A Word glossary file is a normal Word binary file with two supplemental files, the sttbfglsy, the sttbglsystyle and the plcfglsy, also stored in the file. The sttbfglsy contains a list of the names of glossary entries, the sttbglsystyle contains a list of the stylenames for every autotext entry, and the plcfglsy contains a table of beginning positions within the text address space of the file of the text of glossary entries.
The sttbfglsy begins with an integer count of bytes of the size of the sttbfglsy (includes the size of the integer count of bytes). If there are n glossary entries defined, there will follow n Pascal-type strings (string preceded by length byte) concatenated one after the other which store glossary entry names. The glossary entry names must be sorted in case-insensitive ascending order. (i.e. a and A are treated as equal). Also the names date and time must be included in the list of names. The name of the ith glossary entry is the ith name defined in the sttbfglsy. The extra field in each entry contains an index on the sttbglsystyle that indicates the stylename of the first paragraph in plcfglsy.
The sttbglsystyle is not sorted and has no duplicates. Each entry has an extra field indicating how many autotext entries have that style.
If there are n glossary entries, the plcfglsy, will consist of n+2 CP entries.
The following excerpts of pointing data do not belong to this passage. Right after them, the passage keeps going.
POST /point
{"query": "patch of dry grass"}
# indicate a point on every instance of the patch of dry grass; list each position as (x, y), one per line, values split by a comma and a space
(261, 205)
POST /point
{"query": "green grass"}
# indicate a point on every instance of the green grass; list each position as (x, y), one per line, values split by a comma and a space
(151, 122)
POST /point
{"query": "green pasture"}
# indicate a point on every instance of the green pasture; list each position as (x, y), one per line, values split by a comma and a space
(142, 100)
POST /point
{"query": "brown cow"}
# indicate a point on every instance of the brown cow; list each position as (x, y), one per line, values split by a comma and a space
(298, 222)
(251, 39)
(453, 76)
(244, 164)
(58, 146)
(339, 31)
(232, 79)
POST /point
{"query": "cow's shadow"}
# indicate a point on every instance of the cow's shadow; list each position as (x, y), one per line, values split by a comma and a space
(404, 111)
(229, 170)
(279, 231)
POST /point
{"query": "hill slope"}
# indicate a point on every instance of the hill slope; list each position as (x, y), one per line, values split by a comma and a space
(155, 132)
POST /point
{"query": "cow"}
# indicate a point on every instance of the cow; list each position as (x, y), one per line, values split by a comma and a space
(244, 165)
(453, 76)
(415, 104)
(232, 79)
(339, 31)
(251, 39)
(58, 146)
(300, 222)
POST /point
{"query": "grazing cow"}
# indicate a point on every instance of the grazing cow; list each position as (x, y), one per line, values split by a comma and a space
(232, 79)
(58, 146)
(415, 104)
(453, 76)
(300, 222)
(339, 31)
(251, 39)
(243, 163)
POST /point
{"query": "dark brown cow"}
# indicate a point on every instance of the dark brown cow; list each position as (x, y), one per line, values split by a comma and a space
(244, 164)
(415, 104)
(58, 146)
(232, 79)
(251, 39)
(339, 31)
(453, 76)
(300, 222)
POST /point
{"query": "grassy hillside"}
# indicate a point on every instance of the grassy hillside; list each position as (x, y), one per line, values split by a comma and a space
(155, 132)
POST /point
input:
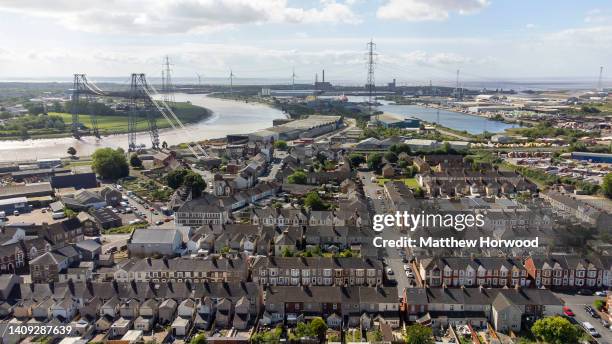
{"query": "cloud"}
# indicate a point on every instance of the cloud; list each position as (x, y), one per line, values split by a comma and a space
(179, 16)
(596, 16)
(428, 10)
(595, 37)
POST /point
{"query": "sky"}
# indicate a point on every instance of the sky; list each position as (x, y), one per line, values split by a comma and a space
(416, 40)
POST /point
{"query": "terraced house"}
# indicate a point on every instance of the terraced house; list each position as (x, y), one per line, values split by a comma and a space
(317, 271)
(471, 272)
(567, 271)
(193, 270)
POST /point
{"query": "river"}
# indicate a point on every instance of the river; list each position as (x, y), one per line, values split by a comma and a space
(229, 117)
(450, 119)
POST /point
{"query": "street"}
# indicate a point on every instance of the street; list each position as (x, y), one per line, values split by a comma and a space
(378, 205)
(576, 303)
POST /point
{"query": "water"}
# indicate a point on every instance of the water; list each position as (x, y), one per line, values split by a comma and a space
(450, 119)
(229, 117)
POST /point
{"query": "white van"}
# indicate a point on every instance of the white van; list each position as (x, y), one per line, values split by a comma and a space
(58, 215)
(590, 329)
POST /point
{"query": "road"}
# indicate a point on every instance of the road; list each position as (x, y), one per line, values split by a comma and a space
(379, 206)
(145, 209)
(576, 303)
(453, 134)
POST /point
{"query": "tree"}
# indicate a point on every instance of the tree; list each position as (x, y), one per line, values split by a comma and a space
(418, 334)
(110, 163)
(607, 185)
(198, 339)
(195, 182)
(400, 148)
(314, 202)
(280, 145)
(390, 157)
(319, 327)
(297, 177)
(135, 160)
(175, 178)
(599, 304)
(374, 161)
(555, 330)
(71, 151)
(356, 159)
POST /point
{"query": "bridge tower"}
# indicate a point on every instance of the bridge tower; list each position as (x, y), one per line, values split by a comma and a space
(140, 103)
(82, 88)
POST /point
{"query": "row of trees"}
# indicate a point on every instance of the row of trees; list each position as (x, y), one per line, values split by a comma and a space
(188, 178)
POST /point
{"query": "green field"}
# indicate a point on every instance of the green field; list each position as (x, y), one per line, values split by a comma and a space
(115, 124)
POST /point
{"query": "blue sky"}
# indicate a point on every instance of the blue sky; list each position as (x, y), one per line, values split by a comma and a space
(417, 40)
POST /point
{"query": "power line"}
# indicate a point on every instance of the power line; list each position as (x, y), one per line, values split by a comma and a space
(169, 91)
(599, 82)
(370, 81)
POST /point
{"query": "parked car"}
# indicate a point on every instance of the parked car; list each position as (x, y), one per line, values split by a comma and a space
(590, 329)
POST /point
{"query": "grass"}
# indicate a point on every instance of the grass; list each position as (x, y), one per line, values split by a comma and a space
(410, 182)
(117, 124)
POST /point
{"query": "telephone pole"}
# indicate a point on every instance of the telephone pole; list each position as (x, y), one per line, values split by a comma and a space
(370, 81)
(457, 95)
(169, 92)
(599, 82)
(293, 79)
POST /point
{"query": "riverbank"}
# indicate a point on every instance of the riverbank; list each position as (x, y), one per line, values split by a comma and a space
(108, 124)
(228, 117)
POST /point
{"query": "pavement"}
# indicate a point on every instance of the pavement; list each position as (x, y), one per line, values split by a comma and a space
(379, 206)
(576, 304)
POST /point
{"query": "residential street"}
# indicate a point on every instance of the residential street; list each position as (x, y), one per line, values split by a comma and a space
(576, 303)
(378, 205)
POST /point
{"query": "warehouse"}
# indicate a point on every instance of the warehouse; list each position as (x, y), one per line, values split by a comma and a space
(9, 205)
(27, 190)
(593, 157)
(386, 120)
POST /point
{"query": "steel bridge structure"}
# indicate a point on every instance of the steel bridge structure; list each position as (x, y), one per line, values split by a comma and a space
(144, 102)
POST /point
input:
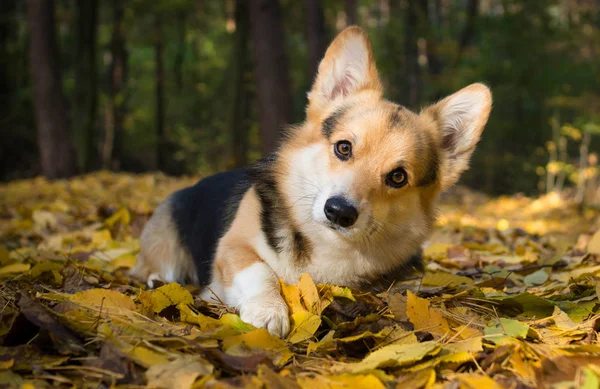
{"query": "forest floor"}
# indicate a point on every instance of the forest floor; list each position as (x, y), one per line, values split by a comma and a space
(509, 298)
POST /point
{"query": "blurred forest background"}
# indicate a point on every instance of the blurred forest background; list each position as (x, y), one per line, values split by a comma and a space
(196, 86)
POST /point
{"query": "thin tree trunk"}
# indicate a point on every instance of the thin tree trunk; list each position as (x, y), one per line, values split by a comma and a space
(562, 173)
(161, 142)
(413, 71)
(85, 102)
(115, 115)
(315, 29)
(181, 45)
(241, 106)
(351, 12)
(433, 61)
(57, 154)
(272, 77)
(583, 164)
(468, 33)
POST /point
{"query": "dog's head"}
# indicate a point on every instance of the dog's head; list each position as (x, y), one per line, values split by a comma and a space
(362, 165)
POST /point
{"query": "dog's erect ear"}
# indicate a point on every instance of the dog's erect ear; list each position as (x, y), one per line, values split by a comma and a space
(460, 119)
(348, 67)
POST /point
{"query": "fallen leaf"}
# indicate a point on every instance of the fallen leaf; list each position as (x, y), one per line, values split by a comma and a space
(309, 294)
(179, 373)
(445, 279)
(103, 299)
(497, 330)
(303, 326)
(424, 317)
(391, 356)
(9, 270)
(594, 243)
(367, 381)
(171, 294)
(536, 278)
(261, 340)
(291, 295)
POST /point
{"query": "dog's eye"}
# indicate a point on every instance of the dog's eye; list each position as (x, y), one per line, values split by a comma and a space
(397, 178)
(343, 150)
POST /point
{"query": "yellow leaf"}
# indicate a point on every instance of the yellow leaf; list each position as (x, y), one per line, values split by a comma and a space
(326, 342)
(171, 294)
(445, 279)
(304, 325)
(473, 381)
(291, 295)
(121, 216)
(497, 330)
(367, 381)
(437, 250)
(424, 317)
(146, 303)
(178, 374)
(145, 356)
(261, 339)
(43, 267)
(14, 268)
(562, 320)
(473, 345)
(234, 321)
(594, 243)
(101, 238)
(423, 378)
(44, 219)
(126, 261)
(6, 364)
(338, 291)
(391, 356)
(309, 294)
(104, 299)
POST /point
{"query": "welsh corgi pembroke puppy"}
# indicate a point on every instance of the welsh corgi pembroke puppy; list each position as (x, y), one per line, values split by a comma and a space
(348, 197)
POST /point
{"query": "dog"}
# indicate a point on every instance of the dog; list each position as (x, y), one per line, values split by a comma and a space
(348, 197)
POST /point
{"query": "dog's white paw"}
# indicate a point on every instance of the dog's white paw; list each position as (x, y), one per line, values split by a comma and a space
(267, 312)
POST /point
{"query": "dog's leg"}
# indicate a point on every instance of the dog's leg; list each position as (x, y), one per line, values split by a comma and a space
(252, 287)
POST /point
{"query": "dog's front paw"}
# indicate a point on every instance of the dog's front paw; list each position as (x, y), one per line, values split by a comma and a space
(267, 312)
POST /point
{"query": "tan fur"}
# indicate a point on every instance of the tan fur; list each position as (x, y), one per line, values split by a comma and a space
(235, 251)
(345, 103)
(161, 256)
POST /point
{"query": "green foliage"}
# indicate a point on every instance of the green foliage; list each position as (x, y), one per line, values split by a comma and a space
(537, 56)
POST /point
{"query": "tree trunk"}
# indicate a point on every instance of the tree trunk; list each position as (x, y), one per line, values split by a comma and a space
(113, 141)
(272, 77)
(240, 141)
(57, 154)
(316, 36)
(351, 12)
(85, 102)
(161, 141)
(468, 33)
(413, 71)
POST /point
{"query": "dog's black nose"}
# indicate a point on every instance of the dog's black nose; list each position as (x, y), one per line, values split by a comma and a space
(340, 211)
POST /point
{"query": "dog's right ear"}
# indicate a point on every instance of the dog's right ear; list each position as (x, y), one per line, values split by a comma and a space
(348, 67)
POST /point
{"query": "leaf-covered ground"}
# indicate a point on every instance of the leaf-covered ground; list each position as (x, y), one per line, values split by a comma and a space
(509, 298)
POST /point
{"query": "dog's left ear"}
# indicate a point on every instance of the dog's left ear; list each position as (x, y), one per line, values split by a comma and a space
(459, 120)
(348, 67)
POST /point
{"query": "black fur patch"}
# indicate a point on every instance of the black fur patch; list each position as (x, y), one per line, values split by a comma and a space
(396, 118)
(331, 122)
(430, 172)
(203, 213)
(274, 216)
(272, 208)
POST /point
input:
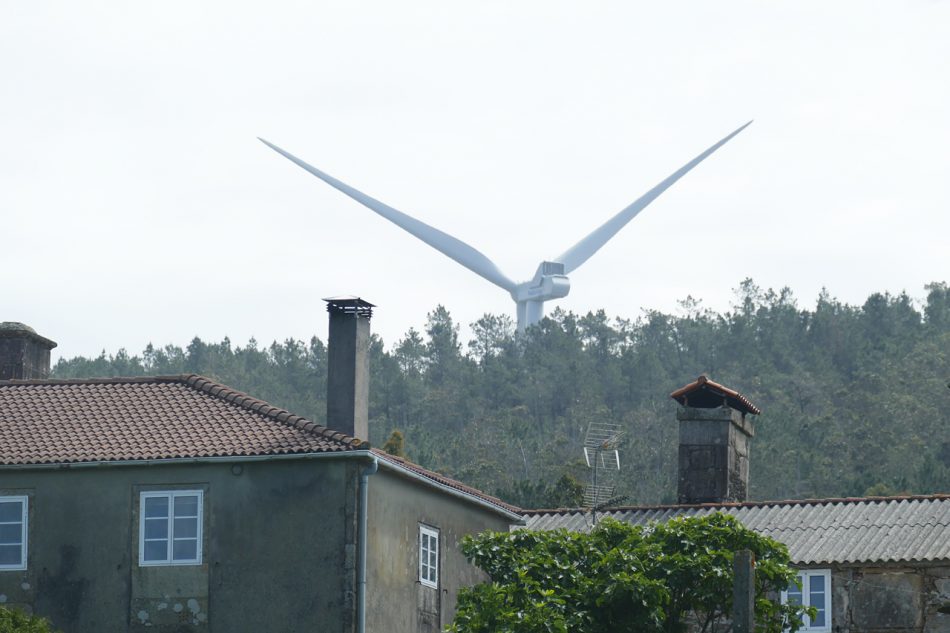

The ith CP entry will contain the location of the beginning of the text for the ith glossary entry. The i+1st CP entry will contain the limit CP of the ith glossary entry. The character at a CP position of limit CP - 1 is always a paragraph mark. The n+2nd CP entry always contains fib.ccpText + fib.ccpFtn + fib.ccpHdr + 1 if there are headers, footers or footnotes stored in the glossary and contains fib.ccpText + fib.ccpFtn + fib.ccpHdr otherwise. The n+1st CP entry is always 1 less than the value of the n+2nd entry.
The text for the time and date entries will always be a single paragraph mark (ASCII 13).